More than any of the small Salafi groups operating in BOSNIA, further politicisation of the BOSNIAK cause may contribute to instability if it develops in opposition to the country’s other communities. To avoid dangerous escalation in nationalist conflict, the IZ and BOSNIA’S other religious communities should:
  • withdraw from the partisan political arena by refraining from endorsement of parties or candidates; and
  • commit to interfaith dialogue to seek common ground and shape a vision of the BOSNIAN state as the shared property of all three major communities.
Via International Crisis Group

BACKGROUND INFORMATION:  

BIH ISLAMIC COMMUNITY WELCOMES NEW LEADER (2012)

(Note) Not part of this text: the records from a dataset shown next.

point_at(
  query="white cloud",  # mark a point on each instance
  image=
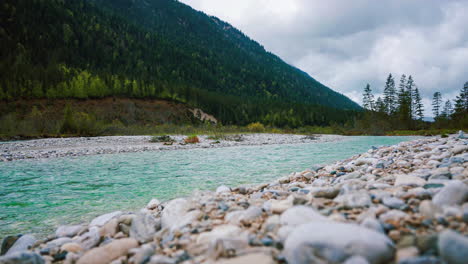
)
(346, 44)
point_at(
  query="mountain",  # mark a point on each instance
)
(154, 49)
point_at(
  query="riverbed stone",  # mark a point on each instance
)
(454, 193)
(103, 219)
(453, 247)
(143, 227)
(22, 257)
(23, 243)
(257, 258)
(174, 211)
(409, 180)
(299, 215)
(354, 200)
(109, 252)
(69, 231)
(333, 242)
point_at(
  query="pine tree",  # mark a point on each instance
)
(410, 96)
(461, 102)
(380, 105)
(390, 95)
(447, 111)
(418, 106)
(368, 98)
(436, 104)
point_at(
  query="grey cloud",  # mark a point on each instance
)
(346, 44)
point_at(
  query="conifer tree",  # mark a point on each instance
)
(418, 105)
(390, 95)
(436, 104)
(447, 111)
(368, 98)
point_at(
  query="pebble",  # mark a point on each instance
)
(336, 242)
(109, 252)
(454, 193)
(22, 257)
(453, 247)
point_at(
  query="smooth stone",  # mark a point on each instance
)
(103, 219)
(324, 192)
(332, 242)
(174, 211)
(223, 189)
(89, 239)
(354, 200)
(356, 260)
(71, 247)
(23, 243)
(279, 206)
(257, 258)
(453, 247)
(160, 259)
(22, 257)
(406, 253)
(153, 204)
(408, 180)
(244, 216)
(143, 227)
(299, 215)
(109, 252)
(223, 231)
(373, 224)
(143, 254)
(7, 242)
(422, 260)
(392, 215)
(68, 231)
(440, 173)
(393, 202)
(454, 193)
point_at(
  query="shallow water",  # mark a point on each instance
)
(38, 195)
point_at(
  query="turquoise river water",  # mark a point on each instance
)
(38, 195)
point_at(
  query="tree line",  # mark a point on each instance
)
(402, 108)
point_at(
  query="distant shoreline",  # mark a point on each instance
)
(84, 146)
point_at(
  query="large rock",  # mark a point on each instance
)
(143, 227)
(334, 242)
(409, 180)
(244, 216)
(257, 258)
(299, 215)
(454, 193)
(109, 252)
(223, 231)
(68, 231)
(453, 247)
(22, 244)
(354, 200)
(22, 257)
(174, 211)
(103, 219)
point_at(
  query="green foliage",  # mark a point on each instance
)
(256, 127)
(156, 49)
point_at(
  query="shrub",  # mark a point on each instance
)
(192, 139)
(256, 127)
(164, 139)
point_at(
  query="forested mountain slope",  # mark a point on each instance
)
(154, 49)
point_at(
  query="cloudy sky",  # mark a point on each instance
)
(346, 44)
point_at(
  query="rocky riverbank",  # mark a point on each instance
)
(73, 147)
(406, 203)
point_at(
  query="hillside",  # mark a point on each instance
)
(154, 49)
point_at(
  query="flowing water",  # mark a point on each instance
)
(38, 195)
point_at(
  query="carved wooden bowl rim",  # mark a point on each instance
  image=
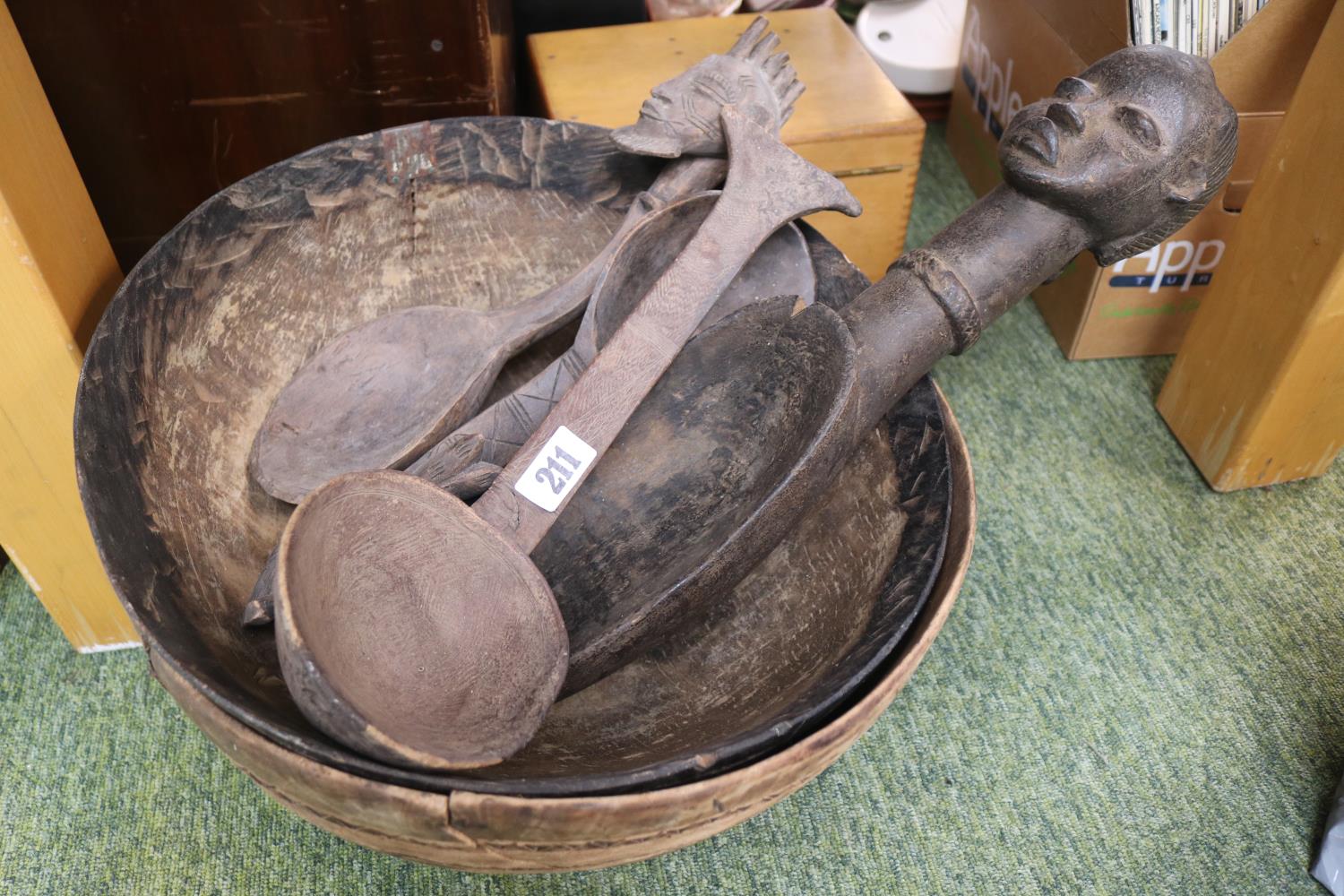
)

By Bedrana Kaletović for Southeast European Times 


After 19 years as the head of the Islamic Community of BOSNIA AND HERZEGOVINA (BiH), Reis Mustafa Effendi Ceric handed over his position to Husein Effendi Kavazovic.
Kavazovic, 48, is well-regarded by other religious leaders. Although he is not without critics, his statement following the Srebrenica massacre in 1995 -- when he urged Muslims not to retaliate against SERBIAN civilians -- helped him build a reputation as a moderate.
"We will change and fix the obsolete and the bad," Kavazovic said in a statement to the media.
"We are facing serious tasks of progress and development. For that, we have the knowledge, ability and decisiveness. Strength, assured by the unity of Muslims and conscience of the BOSNAIKS, will be pointed towards the security and good of the country we live in. We will respect the responsibilities taken on and co-operate with neighbours of other faiths. We will contribute to the strengthening of the BOSNIAN AND HERZEGOVINIAN society, founded on the respect for diversity and responsibility for those varieties."

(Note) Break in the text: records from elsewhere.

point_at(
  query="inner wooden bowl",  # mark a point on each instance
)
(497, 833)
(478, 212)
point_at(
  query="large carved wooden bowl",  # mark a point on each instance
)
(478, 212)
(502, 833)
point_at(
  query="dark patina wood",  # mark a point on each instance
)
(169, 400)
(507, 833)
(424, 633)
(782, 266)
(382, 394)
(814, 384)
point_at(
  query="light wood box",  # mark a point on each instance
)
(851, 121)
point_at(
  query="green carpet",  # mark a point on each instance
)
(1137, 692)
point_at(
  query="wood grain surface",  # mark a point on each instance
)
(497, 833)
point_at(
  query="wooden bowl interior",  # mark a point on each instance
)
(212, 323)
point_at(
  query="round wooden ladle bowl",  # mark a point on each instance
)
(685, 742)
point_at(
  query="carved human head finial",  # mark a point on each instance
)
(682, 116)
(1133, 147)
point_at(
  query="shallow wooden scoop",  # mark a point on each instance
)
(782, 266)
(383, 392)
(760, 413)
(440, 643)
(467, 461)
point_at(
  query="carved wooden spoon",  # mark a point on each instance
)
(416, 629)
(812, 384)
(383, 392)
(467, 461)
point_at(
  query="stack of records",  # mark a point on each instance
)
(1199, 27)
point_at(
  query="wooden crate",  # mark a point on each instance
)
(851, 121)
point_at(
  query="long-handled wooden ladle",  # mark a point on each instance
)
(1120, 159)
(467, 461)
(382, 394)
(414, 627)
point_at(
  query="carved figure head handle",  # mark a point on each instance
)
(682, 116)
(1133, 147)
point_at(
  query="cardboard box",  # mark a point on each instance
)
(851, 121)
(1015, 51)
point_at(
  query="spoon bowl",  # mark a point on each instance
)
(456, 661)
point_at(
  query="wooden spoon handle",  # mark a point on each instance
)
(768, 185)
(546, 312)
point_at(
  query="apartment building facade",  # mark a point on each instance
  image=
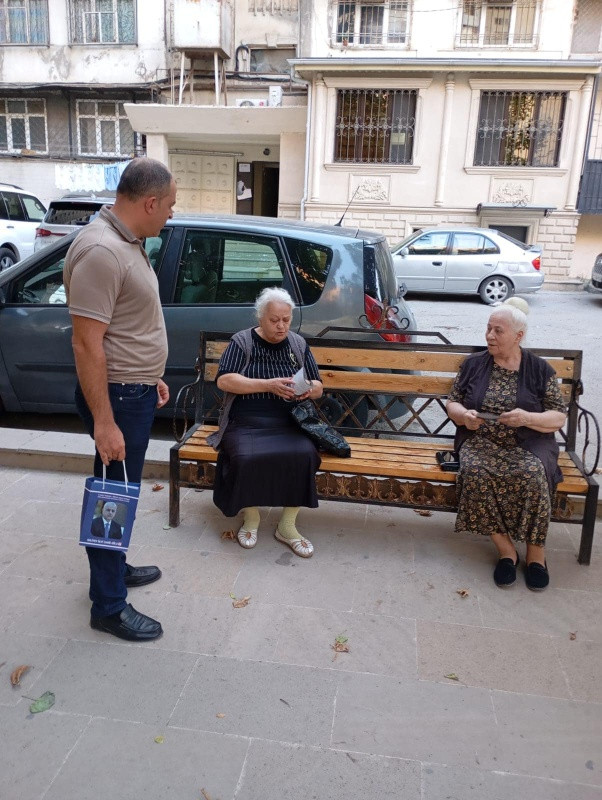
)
(398, 113)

CERIC NEVER DISTANCED HIMSELF FROM WAHHABISM AND RADICAL ISLAMISTS

In succeeding Ceric, Kavazovic replaces a leader who frequently was accused of excess involvement in political decisions. Ceric never officially distanced himself from the Wahhabis and radical Islamists, and he proclaimed journalists who reported on these groups as Islamophobics.

KAVAZOVIC ON THE OTHER HAND IS ALLEGED TO BE RIGHT WING MILITANT MEMBER IN THE ISLAMIC COMMUNITY 

Enes Osmancevic, a professor at the University of Tuzla, said Kavazovic is a member of a rural, right-wing militant stream in the Islamic community -- one that doesn't differentiate between religion and politics.

KAVAZOVIC: MORE POLITICAL THEN RELIGIOUS 

"Kavazovic hides his right-wing orientation behind his concern for the faith and nation, and his militantism behind his patriotism". "His previous reasoning about the current issues of society and religion in BiH has shown that he indeed is, foremost, a politician of a one-dimensional provenience, who has for years been involved with SDA's decisions. His previous work is more political and less religious."
The changing leadership of the BOSNIAN Islamic Community comes just after a similar move in CROATIA, where Aziz Hasanovic became the first new mufti in 22 years. He hopes for the Islamic community to prosper as CROATIA becomes a member of the EU in 2013.
"Upon entering the EU, CROATIA, as a value, brings along the best-resolved Muslim situation in EUROPE," Hasanovic said. "We offer this as a model for resolving the issue of all Muslim minorities in the world, as well as that of Christian minorities in Muslim regions."